How to incorporate AI into DevOps opens the future – Gigaom

Stay up to date with enterprise technology trends

Get updates that impact your industry from our GigaOm Research Community

Join the community!

So often, tech practitioners can feel like technology kids – we talk about how development and operation can be automated, however, the possibilities that we have at our disposal often imperfect, fragmented, complex and for a long time the vision of what tools might be.

So is there any hope for the future? Recently, I spoke with Eran Kinsbruner, Head of Evangelization at Perfecto and Justin Reock, Chief Architect, OpenLogic at Perforce Software, about DevOps and AI, as well as how DevOps processes will be migrated. change over the next 5 years by automation. Eran just released the book—Software Quality Improvement: Machine Learning and Artificial Intelligence in DevOps Era (available from all good stores), so he should have a few answers.

What did I just learn? First, the importance of focusing on value in DevOps; second, the role of AI and ML in accelerating DevOps; and third, opportunities that exist today for AI-based innovation. Our chats have been edited for clarity, but here are the key points:

Jon Collins: What does DevOps really mean to you and what makes it work?

Eran Kinsbruner: DevOps is not a closed term that people perfectly understand. I like Microsoft’s definition of DevOps: it’s a combination of people, processes, and products that deliver constant value to their customers. Fantastic. But it’s still pretty vague.
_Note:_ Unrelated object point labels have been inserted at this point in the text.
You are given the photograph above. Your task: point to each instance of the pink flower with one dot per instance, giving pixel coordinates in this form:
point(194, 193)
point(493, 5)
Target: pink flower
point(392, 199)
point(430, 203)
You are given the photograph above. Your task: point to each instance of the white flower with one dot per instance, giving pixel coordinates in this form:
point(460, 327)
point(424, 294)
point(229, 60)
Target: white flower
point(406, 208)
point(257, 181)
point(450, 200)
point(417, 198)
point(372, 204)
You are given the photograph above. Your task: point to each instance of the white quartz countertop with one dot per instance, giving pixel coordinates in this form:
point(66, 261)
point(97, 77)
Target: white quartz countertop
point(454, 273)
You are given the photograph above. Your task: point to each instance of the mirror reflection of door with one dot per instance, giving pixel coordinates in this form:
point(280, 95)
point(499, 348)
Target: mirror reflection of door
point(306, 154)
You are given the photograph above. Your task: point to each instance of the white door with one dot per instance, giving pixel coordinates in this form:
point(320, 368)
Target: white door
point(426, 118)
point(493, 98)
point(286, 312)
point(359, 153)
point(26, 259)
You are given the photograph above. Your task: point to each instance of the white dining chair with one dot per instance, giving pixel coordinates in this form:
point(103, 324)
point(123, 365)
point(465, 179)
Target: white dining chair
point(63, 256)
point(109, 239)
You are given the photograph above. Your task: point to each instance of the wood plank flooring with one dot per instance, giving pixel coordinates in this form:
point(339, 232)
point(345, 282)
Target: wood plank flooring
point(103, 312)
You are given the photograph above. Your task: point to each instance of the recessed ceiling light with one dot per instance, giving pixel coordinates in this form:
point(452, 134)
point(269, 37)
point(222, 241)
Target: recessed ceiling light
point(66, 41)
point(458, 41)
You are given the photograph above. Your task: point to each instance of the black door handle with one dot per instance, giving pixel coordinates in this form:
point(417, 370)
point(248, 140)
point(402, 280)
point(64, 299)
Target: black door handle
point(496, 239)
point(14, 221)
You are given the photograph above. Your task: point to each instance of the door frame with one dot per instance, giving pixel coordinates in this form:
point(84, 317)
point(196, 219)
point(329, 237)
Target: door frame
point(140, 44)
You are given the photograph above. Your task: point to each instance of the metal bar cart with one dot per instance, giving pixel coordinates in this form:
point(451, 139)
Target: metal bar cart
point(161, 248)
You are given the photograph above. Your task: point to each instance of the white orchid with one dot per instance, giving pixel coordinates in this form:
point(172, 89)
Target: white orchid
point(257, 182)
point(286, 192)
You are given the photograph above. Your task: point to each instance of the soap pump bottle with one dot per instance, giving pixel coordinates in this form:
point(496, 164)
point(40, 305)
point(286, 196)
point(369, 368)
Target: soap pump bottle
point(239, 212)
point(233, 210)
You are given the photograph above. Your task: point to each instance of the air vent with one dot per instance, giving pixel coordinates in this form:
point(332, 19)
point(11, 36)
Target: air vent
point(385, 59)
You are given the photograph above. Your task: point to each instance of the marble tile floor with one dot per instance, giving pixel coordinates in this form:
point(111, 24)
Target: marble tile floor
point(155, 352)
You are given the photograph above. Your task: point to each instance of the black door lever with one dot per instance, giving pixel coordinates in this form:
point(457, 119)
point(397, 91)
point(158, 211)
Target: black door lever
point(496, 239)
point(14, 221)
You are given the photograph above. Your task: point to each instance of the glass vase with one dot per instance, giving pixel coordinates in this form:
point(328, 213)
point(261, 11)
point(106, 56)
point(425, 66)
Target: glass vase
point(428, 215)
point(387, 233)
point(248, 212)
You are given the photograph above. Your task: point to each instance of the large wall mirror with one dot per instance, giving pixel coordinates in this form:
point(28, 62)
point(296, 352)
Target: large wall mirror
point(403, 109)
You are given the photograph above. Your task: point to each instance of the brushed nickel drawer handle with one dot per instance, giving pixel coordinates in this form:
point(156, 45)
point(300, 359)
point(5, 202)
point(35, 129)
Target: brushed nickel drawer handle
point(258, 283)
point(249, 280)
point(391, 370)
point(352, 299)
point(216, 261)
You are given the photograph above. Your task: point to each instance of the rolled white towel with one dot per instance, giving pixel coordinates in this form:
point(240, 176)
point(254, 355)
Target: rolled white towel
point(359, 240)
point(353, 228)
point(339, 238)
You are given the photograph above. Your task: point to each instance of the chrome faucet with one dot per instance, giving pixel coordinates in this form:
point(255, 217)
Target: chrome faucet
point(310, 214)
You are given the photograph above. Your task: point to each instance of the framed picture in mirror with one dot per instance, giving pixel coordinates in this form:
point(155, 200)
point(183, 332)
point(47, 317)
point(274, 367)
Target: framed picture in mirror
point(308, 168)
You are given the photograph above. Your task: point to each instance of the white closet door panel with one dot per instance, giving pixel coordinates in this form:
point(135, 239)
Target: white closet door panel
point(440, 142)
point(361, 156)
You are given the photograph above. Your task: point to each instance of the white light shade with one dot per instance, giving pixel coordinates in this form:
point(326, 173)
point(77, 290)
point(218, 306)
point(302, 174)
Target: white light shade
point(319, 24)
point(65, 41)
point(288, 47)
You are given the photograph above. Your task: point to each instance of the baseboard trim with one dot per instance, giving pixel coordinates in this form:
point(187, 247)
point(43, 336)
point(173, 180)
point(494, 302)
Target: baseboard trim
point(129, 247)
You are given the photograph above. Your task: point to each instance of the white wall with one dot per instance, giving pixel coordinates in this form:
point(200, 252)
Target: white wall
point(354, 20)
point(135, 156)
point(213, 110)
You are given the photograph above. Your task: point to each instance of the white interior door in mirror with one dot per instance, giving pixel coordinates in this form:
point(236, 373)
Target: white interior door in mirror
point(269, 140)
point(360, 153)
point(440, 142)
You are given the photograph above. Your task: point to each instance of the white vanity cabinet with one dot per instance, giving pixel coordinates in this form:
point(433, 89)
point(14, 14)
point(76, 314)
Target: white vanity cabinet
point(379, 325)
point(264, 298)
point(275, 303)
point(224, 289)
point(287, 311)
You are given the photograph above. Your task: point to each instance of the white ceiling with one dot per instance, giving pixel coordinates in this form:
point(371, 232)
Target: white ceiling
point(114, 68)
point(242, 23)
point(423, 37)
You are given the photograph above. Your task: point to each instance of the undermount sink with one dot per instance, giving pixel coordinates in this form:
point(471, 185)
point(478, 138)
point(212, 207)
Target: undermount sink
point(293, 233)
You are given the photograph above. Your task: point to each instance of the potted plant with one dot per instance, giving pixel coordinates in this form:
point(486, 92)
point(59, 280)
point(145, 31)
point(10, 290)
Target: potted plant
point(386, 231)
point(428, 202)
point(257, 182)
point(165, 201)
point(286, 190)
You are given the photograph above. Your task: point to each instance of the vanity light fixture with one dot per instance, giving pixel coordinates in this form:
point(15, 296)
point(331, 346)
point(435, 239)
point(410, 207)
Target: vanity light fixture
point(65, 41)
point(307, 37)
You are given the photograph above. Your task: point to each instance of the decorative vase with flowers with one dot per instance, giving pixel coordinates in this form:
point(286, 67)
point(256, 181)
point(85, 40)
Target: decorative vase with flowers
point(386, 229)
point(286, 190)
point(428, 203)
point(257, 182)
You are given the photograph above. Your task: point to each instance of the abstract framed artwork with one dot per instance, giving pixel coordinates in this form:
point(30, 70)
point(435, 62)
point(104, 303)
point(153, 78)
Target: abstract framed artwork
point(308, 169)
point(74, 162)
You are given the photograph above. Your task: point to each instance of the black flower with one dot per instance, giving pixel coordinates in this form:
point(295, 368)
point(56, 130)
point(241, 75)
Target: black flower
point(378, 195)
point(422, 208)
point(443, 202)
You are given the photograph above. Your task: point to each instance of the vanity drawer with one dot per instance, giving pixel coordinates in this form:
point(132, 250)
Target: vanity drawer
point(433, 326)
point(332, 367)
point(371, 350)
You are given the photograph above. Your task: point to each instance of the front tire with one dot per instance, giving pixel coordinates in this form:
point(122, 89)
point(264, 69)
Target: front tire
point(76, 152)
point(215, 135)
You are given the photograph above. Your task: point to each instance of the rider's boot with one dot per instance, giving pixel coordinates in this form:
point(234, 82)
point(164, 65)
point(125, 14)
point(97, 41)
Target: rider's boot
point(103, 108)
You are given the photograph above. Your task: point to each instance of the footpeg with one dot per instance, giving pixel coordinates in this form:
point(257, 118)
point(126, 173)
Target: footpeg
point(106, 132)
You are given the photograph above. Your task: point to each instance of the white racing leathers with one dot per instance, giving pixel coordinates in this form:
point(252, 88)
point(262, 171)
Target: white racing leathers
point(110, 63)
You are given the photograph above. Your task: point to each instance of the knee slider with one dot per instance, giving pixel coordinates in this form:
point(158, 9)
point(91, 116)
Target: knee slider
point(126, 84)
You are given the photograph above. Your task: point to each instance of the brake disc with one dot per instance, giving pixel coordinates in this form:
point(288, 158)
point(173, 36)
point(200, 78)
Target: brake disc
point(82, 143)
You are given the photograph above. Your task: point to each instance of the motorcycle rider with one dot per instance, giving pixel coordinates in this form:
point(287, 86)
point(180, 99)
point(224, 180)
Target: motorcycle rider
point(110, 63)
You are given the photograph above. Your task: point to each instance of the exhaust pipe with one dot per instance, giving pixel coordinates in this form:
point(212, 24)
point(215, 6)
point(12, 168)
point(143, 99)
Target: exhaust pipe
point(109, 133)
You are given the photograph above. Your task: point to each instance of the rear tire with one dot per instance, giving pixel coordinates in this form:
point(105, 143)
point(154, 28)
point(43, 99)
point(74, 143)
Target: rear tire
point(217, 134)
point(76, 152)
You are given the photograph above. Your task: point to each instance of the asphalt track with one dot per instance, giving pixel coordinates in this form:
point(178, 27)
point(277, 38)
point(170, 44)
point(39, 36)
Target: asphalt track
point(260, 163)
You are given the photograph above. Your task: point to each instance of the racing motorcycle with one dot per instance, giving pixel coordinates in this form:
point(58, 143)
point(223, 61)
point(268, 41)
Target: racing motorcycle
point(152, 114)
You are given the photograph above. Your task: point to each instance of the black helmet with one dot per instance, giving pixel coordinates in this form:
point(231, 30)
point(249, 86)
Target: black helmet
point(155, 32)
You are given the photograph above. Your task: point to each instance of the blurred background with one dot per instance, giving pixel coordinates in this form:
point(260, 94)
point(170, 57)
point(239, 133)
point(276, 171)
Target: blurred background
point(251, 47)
So how do I do? I have people, I have signature teams, I have technology. I am building up these features for a short period of time. But what is the value? How do I know if I’m really adding value to my customers?

Perhaps execution speed is important to them? In my opinion, the value isn’t just about the execution speed, but more than that, you need to listen to your end user. What do they really want to get out of your product? Sometimes the late developer doesn’t even know how his feature will be used there.

Jon: Yes, I agree – you have to ask: What does value mean to your customers? Suddenly you have a conversation: How do we value? What are the benefits our customers are getting? And what have they prepared to get those benefits? It becomes a higher level conversation that can direct everything else.

Without that high-level conversation then you just pump everything out without a clue. It’s like making cars. Here’s another one. Here’s another one. Here’s another one. Does anyone drive them? I have no idea! So, and how does that relate to quality on your mind? What role does quality play throughout the life cycle?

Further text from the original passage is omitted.